By the Court,
DixoN, C. J.The cases of Cotton vs. Marsh, 3 Wis., 221, and Cotton vs. Watkins, 6 id., 629, must be regarded as having settled the law of this state to be that where an officer by virtue of an execution or attachment against the goods of a mortgagor of personal property levies upon or sells the entire property mortgaged, instead of the interest of the mortgagor, thereby assuming to control and dispose of it regardless of the prior rights of the mortgagee, such levy and sale are illegal acts for which the writ furnishes no justification, and for which the mortgagee may maintain an action. This is of course understood as applying only to cases where the statule has been complied with and the transaction between the mortgagor and mortgagee is otherwise unobjectionable. In the first named case this doctrine is laid down without limit or qualification, and therefore that of the court of appeals of New York, in the cases of Hull vs. Carnly, 1 Kern., 501, and 17 N. Y., 202, cannot be considered as the law here. Such seizure and sale are regarded in the same light as a like seizure and sale of the property of partners, joint owners or tenants in common upon writs or executions against one of them, or of the property of a debtor in the hands of a third person having a specific lien thereon, *378and fall within the principles of the cases of Wheeler vs. McFarland, 10 Wend., 318 ; Phillips vs. Cook, 24 id., 388 ; Waddell vs. Cook, 2 Hill, 47; Welch vs. Adams, 3 Den., 125; and Mellville vs. Brown, 15 Mass., 82.
It is true that in the cases of partners, joint tenants and tenants in common the sheriff may seize the whole property, but he must sell only the share of the partner, or tenant against whom the execution is ; and if he sell the whole he thereby becomes a trespasser ab initio. Phillips vs. Cook, Waddell vs. Cook, and Mellville vs. Brown, supra. But in the case of property subject to a lien where the lien holder is either in, or entitled to the immediate possession of the property, it seems that a levy upon the whole of it, in defiance of his rights is unauthorized by law and a trespass, on account of which he may maintain replevin. This point was directly ruled in the case of Wheeler vs. McFarland, and appears to be the doctrine of this court in the cases above cited. The levy in this case was upon the entire property and not upon the interest of the execution debtor, subject to the rights of the plaintiff as mortgagee, and hence was unauthorized; and being so, no demand of. the goods was necessary in order to enable the plaintiff to maintain his action.
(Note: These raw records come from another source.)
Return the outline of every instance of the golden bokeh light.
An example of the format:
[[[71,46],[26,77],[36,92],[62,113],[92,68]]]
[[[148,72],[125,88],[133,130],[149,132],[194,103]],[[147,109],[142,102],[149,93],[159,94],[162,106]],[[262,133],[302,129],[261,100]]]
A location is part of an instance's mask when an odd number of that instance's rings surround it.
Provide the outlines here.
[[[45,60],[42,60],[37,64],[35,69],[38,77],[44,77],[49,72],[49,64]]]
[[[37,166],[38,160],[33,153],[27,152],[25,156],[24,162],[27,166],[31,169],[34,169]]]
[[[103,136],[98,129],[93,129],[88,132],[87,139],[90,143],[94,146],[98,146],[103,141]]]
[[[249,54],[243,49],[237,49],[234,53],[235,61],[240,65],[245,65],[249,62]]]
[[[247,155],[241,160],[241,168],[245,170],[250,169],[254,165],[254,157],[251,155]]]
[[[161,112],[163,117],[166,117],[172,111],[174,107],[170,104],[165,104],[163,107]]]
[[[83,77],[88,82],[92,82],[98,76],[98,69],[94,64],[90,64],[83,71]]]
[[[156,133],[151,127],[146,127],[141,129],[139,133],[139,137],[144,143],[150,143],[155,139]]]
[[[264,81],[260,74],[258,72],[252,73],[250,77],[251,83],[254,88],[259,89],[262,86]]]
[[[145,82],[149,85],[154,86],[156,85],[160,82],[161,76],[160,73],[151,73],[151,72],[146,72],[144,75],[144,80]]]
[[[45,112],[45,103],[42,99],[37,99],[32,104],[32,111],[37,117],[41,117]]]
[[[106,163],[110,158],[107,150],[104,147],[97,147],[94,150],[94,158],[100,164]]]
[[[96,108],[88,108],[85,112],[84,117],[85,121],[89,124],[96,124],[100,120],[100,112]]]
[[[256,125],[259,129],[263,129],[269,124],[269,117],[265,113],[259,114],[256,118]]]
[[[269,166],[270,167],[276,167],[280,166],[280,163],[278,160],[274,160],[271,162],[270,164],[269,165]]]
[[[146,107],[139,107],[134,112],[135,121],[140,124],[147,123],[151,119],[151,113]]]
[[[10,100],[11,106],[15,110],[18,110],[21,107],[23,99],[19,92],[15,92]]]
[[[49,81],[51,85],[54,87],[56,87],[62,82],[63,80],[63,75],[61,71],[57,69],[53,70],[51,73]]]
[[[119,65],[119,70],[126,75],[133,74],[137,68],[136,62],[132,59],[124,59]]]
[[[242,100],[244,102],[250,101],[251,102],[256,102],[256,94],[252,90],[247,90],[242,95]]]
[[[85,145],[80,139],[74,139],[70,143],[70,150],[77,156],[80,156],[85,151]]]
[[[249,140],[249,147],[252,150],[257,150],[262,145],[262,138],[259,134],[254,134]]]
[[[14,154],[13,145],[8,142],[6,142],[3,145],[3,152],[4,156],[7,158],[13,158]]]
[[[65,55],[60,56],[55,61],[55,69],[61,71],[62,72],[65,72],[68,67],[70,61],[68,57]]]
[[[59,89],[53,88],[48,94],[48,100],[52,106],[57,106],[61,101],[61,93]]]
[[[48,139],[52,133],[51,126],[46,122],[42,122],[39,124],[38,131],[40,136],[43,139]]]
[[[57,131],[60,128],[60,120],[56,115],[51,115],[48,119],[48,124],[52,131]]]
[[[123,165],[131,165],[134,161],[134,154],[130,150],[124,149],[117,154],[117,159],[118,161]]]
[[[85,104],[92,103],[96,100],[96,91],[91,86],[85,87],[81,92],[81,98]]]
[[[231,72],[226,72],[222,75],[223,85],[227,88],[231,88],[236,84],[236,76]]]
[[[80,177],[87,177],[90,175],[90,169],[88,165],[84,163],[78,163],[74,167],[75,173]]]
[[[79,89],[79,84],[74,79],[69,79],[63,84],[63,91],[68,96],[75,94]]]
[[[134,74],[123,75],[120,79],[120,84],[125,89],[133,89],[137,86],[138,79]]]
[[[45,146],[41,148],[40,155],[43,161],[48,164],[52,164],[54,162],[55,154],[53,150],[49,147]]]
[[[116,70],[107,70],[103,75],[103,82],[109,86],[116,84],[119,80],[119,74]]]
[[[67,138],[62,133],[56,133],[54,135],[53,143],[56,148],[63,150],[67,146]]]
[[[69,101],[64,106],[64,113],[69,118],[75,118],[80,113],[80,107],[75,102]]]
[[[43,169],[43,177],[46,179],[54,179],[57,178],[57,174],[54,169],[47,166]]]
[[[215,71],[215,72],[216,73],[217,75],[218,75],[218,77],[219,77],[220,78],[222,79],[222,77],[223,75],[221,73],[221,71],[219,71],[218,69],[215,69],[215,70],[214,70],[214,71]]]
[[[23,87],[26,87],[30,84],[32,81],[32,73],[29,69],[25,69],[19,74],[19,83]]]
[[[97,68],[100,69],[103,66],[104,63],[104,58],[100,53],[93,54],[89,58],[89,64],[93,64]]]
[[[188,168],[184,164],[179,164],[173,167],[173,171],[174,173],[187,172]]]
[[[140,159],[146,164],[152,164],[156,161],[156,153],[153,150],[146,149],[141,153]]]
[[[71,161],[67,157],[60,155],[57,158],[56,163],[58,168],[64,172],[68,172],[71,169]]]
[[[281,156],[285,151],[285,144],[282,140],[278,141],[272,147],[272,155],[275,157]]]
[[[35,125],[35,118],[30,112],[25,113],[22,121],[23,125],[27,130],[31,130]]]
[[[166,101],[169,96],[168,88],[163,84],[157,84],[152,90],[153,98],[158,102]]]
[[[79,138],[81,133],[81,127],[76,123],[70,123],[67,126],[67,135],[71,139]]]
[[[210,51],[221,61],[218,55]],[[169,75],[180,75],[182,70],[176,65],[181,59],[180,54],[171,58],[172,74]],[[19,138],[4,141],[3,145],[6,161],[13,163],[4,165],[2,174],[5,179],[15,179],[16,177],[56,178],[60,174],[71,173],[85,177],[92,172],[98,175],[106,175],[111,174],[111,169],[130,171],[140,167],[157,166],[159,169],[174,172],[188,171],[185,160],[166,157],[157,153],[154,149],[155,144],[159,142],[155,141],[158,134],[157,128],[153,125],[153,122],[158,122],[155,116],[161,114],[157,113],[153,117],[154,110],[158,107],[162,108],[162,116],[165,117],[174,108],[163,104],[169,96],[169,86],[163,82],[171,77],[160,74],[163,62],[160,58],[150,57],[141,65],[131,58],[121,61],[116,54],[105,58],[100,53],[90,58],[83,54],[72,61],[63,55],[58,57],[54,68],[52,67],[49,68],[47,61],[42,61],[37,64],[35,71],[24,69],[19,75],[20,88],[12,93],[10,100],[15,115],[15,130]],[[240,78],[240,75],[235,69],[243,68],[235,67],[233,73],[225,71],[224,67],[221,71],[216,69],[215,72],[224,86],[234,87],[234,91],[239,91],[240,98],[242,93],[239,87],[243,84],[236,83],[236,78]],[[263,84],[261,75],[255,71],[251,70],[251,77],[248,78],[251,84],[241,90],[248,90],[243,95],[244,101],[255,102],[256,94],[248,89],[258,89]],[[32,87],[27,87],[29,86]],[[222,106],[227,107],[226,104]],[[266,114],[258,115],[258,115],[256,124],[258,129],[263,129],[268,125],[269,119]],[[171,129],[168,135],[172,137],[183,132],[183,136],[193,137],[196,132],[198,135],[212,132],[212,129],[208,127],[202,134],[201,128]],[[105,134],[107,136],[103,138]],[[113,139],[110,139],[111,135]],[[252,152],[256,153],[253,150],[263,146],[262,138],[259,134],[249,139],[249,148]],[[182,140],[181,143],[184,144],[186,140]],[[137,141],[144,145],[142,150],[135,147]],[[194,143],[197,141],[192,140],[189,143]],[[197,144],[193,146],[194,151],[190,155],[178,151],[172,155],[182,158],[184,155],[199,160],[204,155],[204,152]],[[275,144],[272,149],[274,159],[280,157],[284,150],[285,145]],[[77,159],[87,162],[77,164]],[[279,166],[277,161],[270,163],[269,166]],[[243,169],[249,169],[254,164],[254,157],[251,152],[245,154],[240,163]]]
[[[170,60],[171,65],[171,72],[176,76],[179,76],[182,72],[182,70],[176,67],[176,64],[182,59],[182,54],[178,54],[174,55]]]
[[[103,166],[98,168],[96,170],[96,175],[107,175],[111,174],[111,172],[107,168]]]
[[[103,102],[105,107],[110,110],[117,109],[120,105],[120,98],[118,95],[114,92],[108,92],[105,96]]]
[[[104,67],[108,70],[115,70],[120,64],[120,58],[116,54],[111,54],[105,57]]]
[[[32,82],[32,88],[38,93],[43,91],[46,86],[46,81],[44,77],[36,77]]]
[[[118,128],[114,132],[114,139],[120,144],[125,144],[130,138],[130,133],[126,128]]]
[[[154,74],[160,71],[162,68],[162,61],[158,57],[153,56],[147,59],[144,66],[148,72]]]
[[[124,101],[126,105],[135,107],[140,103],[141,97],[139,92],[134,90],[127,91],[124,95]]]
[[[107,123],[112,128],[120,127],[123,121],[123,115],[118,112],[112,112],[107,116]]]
The other point upon which the cases of Hull vs. Carnly turned, viz: that the plaintiff had no such right of possession at the time of the alleged injury, as to warrant him in bringing the action, (trespass) may be good law, but it is not applicable to the present case. Here, by the express terms of the mortgage, the plaintiff was authorized to take possession of and sell the property at any time he saw fit, or what is the same thing, at any time he deemed his debt insecure. There the mortgagee had no right of possession until after ■■ default in payment, the time for making which did not arrive until more than three months after the seizure. It is very evident that if by virture of the mortgage in this case the plaintiff *379had had no right of possession until after condition broken, he could not, at the time this suit was commenced, whatever else might have been his remiedy, have maintained it. Re-plevin is a substitute for trespass and trover, to maintain either of which in addition to his qualified property in the goods, he must have shown either that he had or was entitled to the immediate possession of them. 1 Chitty PI., 168-9.
The testimony offered by the defendant for the purpose'of proving that the mortgage as between the mortgagee and the creditors of the mortgagor was fraudulent and void, and that the creditors were entitled to treat the property as the property of the mortgagor, was properly excluded, for the reason that no foundation was laid for such evidence in the pleadings. The answer simply denies the facts alleged in the complaint and contains no averment that Belden, the judgment debtor had as to creditors or others any interest whatever in the property. No proof therefore, except what appeared from the plaintiff’s own showing, that he had an interest as mortgagor subject to the prior rights of the plaintiff, and which as such the defendant might have seized, was admissible. If the defendant had intended to show that the entire property was liable to seizure and sale at the instance of Belden’s creditors he should have alleged in his answer facts showing either that the mortgage was fraudulent and void as to them, or that Belden was the owner of the property. Neither of these things having been done the evidence was properly rejected.
The judgment of the circuit court is affirmed.